13/4001 WAO-T, 13/4002 WAO-T
Datum uitspraak: 14 juli 2016
Centrale Raad van Beroep
Enkelvoudige kamer
Tussenuitspraak op het hoger beroep tegen de uitspraak van de rechtbank Midden-Nederland van 24 juni 2013, 13/1928 en 13/1350 (aangevallen uitspraak)
Partijen:
[appellante] te [woonplaats] (appellante)
de Raad van bestuur van het Uitvoeringsinstituut werknemersverzekeringen (Uwv)
PROCESVERLOOP
Namens appellante heeft mr. M. el Ahmadi, advocaat, hoger beroep ingesteld.
Het Uwv heeft een verweerschrift ingediend en heeft op een vraag van de Raad gereageerd met een rapport van een verzekeringsarts bezwaar en beroep van 30 januari 2015.
Het onderzoek ter zitting heeft plaatsgevonden op 20 februari 2015. Namens appellante was mr. El Ahmadi aanwezig. Het Uwv heeft zich laten vertegenwoordigen door
A.M.M. Schalkwijk.
Na de zitting is het onderzoek heropend.
De Raad heeft dr. E. van Duijn, psychiater, als deskundige benoemd voor het instellen van een onderzoek. De deskundige heeft op 24 november 2015 een schriftelijk verslag van zijn onderzoek aan de Raad uitgebracht.
Vervolgens zijn over en weer reacties gegeven.

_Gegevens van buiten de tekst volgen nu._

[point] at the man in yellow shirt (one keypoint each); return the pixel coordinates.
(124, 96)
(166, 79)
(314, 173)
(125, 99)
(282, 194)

Partijen hebben toestemming verleend tot het achterwege laten van een zitting. Daarna heeft de Raad het onderzoek gesloten.

OVERWEGINGEN

1.1.
Appellante heeft zich in 2001 en 2002 ziek gemeld met spannings- en vermoeidheidsklachten. Met ingang van 30 juni 2002 heeft zij een uitkering op grond van de Wet op de arbeidsongeschiktheidsverzekering (WAO) ontvangen, berekend naar een mate van arbeidsongeschiktheid van 80 tot 100%. Met ingang van 2 juni 2003 is deze uitkering beëindigd omdat de mate van haar arbeidsongeschiktheid met ingang van deze datum minder dan 15% was.
1.2.
Appellante heeft zich op 21 februari 2008 opnieuw ziek gemeld wegens spanningsklachten. In een in het kader van de Ziektewet opgesteld rapport van een verzekeringsarts van het Uwv van 5 juni 2008 is vermeld dat appellante een depressieve episode heeft en dat er duidelijk sprake is van een verslechtering van de psychische situatie. Een psycholoog van Vermeulen en van Limpt psychologen, naar wie appellante door het Uwv was verwezen, heeft in een rapport van 19 juni 2008 vermeld dat appellante matig tot ernstige depressieve klachten heeft.
1.3.
Bij besluit van 1 december 2010 heeft het Uwv aan appellante een voorschot op haar uitkering op grond van de WAO toegekend, gebaseerd op een mate van arbeidsongeschiktheid van 80 tot 100%.
1.4.
Het Uwv heeft bij besluit van 20 april 2012, na verzekeringsgeneeskundig en arbeidskundig onderzoek, geweigerd appellante per 21 maart 2008 een uitkering op grond van de WAO toe te kennen omdat zij minder dan 15% arbeidsongeschikt is.
1.5.
Bij besluit van 2 mei 2012 heeft het Uwv de aan appellante over de periode van
1 december 2010 tot 1 mei 2011 verstrekte voorschotten op een uitkering op grond van de WAO ten bedrage van € 5.746,59 van haar teruggevorderd.
1.6.
Naar aanleiding van haar bezwaar tegen dit besluit is appellante op verzoek van het Uwv onderzocht door een psychiater van Psyon. In een rapport van Psyon van 18 december 2012 is het Uwv geadviseerd om de klachten te interpreteren in het licht van aanpassingsproblematiek aan een complexe sociale situatie. De beperkingen liggen in het verlengde van een aanpassingsstoornis en worden daarom niet als ernstig ingeschat. De in de behandelend sector gestelde diagnose depressie wordt niet ondersteund door de bevindingen van het psychiatrisch onderzoek.
1.7.
De verzekeringsarts bezwaar en beroep heeft vervolgens in een rapport van
10 januari 2013 te kennen gegeven dat appellante met de door de primaire verzekeringsarts aangenomen beperkingen voor sociaal functioneren in ruim voldoende mate tegemoet gekomen is.
1.8.
Het bezwaar van appellante tegen het besluit van 20 april 2012 is, onder verwijzing naar het rapport van de verzekeringsarts bezwaar en beroep van 10 januari 2013, bij besluit van
15 januari 2013 (bestreden besluit 1) ongegrond verklaard.
1.9.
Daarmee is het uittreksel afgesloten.